Thursday, October 21, 2010

Know When to Use the Hospital

The hospital is expensive. It is not home or hotel. Lives are saved and lost. The hospital must be used, and it must be avoided. To manage these contradictions, the need for hospitalization for you or a member of your family must be carefully considered in each instance.

Don’t use the hospital if services can be performed elsewhere. The acute (short-term) general hospital provides acute general medicine; it does not perform other functions well.

Don’t use the hospital for rest; it is not good place to go for rest. It is busy, noisy, unfamiliar and populated with unfamiliar roommates. Its nights are punctuated with interruptions, and it has an unusual time schedule. It has many employees, a few of whom will be less thoughtful than others.

Don’t use the hospital for the “inconvenience” of having a number of tests done in a few days. It does not provide tests in the most efficient manner; indeed, most laboratories and X-ray facilities are not open on the weekend, and special procedures may require several days just to be scheduled.

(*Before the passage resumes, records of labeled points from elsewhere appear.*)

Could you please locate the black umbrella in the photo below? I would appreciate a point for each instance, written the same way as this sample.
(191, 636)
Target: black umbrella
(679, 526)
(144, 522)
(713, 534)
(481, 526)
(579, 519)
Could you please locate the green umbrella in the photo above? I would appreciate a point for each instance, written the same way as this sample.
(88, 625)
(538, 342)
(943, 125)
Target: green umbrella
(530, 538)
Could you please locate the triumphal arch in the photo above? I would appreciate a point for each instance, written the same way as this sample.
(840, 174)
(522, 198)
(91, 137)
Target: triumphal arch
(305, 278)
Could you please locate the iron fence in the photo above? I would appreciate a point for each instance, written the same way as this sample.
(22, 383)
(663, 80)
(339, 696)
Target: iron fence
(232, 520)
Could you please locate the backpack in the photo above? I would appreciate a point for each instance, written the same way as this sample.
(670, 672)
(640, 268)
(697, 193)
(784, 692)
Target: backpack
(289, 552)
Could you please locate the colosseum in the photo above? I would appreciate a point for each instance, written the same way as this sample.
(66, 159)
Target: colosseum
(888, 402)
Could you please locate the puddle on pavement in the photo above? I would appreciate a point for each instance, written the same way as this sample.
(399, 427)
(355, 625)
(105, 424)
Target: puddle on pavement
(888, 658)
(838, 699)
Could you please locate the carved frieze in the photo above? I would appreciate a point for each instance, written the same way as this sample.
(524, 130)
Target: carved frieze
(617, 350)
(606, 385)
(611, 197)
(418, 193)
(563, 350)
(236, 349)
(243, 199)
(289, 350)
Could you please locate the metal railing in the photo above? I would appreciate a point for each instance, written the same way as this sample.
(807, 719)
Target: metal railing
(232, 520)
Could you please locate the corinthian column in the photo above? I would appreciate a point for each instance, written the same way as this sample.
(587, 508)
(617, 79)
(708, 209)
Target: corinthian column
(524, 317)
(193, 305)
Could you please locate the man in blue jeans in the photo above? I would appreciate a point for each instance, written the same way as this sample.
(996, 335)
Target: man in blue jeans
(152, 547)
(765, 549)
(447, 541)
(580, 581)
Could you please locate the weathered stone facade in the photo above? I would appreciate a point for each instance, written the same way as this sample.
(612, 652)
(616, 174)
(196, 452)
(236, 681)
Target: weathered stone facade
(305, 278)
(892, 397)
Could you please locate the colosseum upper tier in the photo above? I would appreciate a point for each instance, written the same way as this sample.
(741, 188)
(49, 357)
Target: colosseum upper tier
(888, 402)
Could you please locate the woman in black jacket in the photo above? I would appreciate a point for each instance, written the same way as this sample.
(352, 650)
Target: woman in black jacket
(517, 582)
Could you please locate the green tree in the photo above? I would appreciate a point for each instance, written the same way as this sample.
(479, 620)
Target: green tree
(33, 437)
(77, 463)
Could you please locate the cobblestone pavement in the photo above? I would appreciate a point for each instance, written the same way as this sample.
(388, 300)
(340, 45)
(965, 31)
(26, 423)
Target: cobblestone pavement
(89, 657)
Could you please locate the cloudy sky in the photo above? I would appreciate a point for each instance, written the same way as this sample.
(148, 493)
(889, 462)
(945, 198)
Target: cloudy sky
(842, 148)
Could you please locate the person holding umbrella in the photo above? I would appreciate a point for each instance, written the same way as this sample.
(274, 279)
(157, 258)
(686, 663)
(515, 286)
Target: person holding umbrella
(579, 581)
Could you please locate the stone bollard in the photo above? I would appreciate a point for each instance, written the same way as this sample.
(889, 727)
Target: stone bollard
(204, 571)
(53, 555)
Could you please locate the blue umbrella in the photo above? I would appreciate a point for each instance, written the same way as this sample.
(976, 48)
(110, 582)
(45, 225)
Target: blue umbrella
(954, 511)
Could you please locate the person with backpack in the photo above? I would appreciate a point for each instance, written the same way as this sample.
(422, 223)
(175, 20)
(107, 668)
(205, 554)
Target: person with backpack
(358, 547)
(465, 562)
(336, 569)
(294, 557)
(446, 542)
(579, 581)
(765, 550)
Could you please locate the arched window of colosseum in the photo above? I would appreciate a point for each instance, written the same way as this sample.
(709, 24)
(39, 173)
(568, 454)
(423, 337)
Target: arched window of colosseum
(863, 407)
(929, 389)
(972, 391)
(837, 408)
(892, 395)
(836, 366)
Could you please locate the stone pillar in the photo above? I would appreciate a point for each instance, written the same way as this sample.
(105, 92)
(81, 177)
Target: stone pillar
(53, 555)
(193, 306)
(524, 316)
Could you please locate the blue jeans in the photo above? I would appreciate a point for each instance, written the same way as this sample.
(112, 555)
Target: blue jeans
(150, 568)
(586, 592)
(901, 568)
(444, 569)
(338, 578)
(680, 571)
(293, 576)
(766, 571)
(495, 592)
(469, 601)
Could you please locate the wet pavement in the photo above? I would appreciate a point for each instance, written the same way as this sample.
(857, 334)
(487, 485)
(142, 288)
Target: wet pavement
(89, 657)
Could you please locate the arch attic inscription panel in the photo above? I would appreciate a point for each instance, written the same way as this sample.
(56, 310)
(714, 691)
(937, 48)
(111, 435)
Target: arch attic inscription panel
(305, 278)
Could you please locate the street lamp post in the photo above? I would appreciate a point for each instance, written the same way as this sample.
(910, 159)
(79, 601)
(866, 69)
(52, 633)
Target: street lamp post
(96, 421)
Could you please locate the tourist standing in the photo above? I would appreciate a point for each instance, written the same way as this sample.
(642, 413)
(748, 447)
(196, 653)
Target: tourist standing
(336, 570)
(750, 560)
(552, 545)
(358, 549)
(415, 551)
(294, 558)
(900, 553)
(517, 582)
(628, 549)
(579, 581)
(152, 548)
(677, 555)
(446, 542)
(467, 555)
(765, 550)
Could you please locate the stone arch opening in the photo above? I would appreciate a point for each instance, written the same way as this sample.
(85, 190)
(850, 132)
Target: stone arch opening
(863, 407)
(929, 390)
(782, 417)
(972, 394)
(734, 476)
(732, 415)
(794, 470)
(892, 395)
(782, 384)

Many people have urged that we establish a system of “hoptels.” “Hoptels” would provide lodging at minimal cost, allow for efficient test performance, and be appropriate for periods of rest and minimal activity. A number of experiments along these lines are underway. Until more appropriate facilities are available,
however, use the acute hospital with great reluctance.

Over a century ago, the Hungarian physician Inaz Philipp Semmelweiss noted two events: (1) Mothers giving birth at home and their infants fared better than those in the hospital, and (2) the existence of the often fatal “childbed fever” was one of the risks of the hospital. This problem, due to poor hygiene in the deliver rooms, has long since been corrected. But in our present age, new evidence suggests that for many conditions home treatment may work better than the treatment in the hospital. For example, home treatment for minor heart attacks in the elderly has been reported as possibly better than hospital treatment. It is apparent to most hospital visitors that the crisis atmosphere of the short-term acute hospital does not promote the calmest state of mind for the patient. Many therapeutic features of the home cannot be duplicated in the hospital.

The hospice movement attempts to provide humane, caring, medically sound treatment with a minimum of the technological trappings of the hospital. Hospice and home-care programs are growing rapidly and are very worthwhile.